Zur Umarmung kommt es nicht. Doch Habermas, der Kühle, hätte sich gar nicht erst auf die Show eingelassen, führte er den Eklat im Schilde. Als die Begegnung die freie Form der Aussprache annimmt, ist die Sache im Grunde gelaufen. Die Legende sagt zwei Sätze, die alle mitschreiben: „Ich säße nicht hier, wenn ich nicht einen sozialdemokratischen Wahlsieg wünschen würde.“ Und: „Gerhard Schröder ist es zuzutrauen, daß er Menschen zusammenführen kann.“ Na also, geht doch! Aber wie dünnlippig das rüberkommt, wie durch und durch auf dem Boden pragmatischer Rationalität gewachsen! Es muß sich um eine Erscheinungsform von „Bereichsethik“ handeln. Ein Schulterschluß im Konjunktiv, geboren aus der Erkenntnis, daß schlichtweg kein besserer da ist, der den Laden schmeißen könnte, zumindest kein „mehrheitsfähiger“. Nehmen wir halt den Territorialherrn! Nein, diese in den Block diktierte Wahlempfehlung hat so überhaupt nichts von alter Willy- wählen-Euphorie, lustigem Mehr- Demokratie-wagen-Zirkus, barock inszeniert von Großschriftstellern mit Seehundbärten. Es liegt etwas Preußisches darin, ein Touch von Staatsphilosophie, der schlechten Realität auf dem Vernunftwege abgerungen. Vielleicht klingt so „Berliner Republik“. „Das Wirkliche ist vernünftig, und das Vernünftige ist wirklich“, wird Oskar Negt am Nachmittag nur halb ironisch Hegel zitieren. Doch da ist Schröder längst enteilt. „Termine“.

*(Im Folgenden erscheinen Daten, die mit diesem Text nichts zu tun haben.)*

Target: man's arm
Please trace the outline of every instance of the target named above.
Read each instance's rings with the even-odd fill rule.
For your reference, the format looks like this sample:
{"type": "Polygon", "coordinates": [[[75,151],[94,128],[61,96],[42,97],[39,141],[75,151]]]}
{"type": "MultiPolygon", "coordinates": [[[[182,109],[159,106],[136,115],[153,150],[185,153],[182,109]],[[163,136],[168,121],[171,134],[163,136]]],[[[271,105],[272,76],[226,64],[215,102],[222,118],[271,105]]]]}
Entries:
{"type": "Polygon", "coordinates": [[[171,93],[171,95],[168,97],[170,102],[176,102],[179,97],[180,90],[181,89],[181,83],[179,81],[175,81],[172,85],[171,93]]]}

Und was war nun mit der „inklusiven Politik“? Jetzt, ohne den Kandidaten, hätte man doch endlich frei über die „Einbeziehung des Anderen“ diskutieren können – und tat es sogar. Schwungvolle Reden auf interessant besetztem Podium. Negt läuft zu Form auf, entwirft aus dem Stegreif ein Pro- SPD-7-Punkteprogramm. Die feministische Forscherin Seyla Benhabib differenziert den Begriff des „Fremden“ und verweist auf positive Erfahrungen in Dänemark und anderswo. Demonstranten entrollen ein Transparent gegen das geplante Asylbewerberleistungsgesetz.

Doch irgendwie bleiben das alles Gespräche über den abwesenden Herrn S. Der Moment, in dem der Glamour erlischt, ist immer verblüffend. Die Fotografendichte sinkt schlagartig. Die Blitzberichter eilen davon. Schröder has left the building.